Jul 23, 2010

Re-versioning 'revert'

I had previously written about my aversion for the reversion i.e. the use of 'revert' in e-mails to mean 'reply'. But the inevitable march of the very forces that make language fluid and nimble have had their first major victory in this matter. Linguist Ben Zimmer (he replaced William Safire in the New York Times' popular 'On Language' column) wrote on the topic, noting that this sense of the word has finally made it to a dictionary.

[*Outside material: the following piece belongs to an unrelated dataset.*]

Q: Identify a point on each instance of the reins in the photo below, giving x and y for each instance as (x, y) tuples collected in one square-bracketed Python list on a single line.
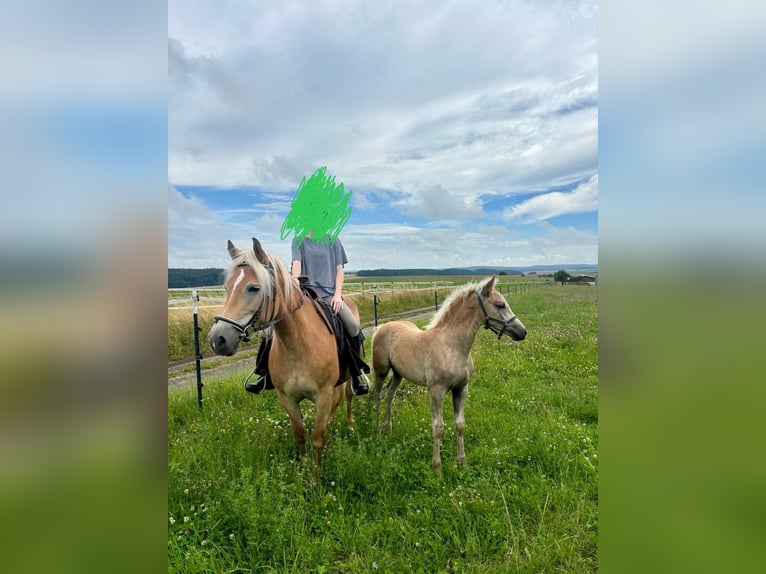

The 8th edition of the Oxford Advanced Learner's Dictionary notes the (still obnoxious) usage, marking it as having originated in Indian-English. We are seeing, at first-hand, an example of the mutation of language, and some part of me wants to celebrate that. So I suppose it is time to put the pitchforks down, but that doesn't mean a change in my conservative attitude. The likelihood of me embracing this word-meaning combination is the same as that of a Khap panchayat sending a gift certificate and greeting card to the latest set of Jat elopers.

Aren't you glad that the madmen of Indian villages didn't spent as much time protecting language?

4 comments:

Salil said...

Now can we start a movement for 'prepone'?

J Ramanand said...

We're so late on that, that we'll have to postpone this movement indefinitely :-)

Abhi T said...

what about updation and mailer (in the sense of an email sent out to a group).

J Ramanand said...

Abhi: all of them. I'm just recruiting troops for all-out war.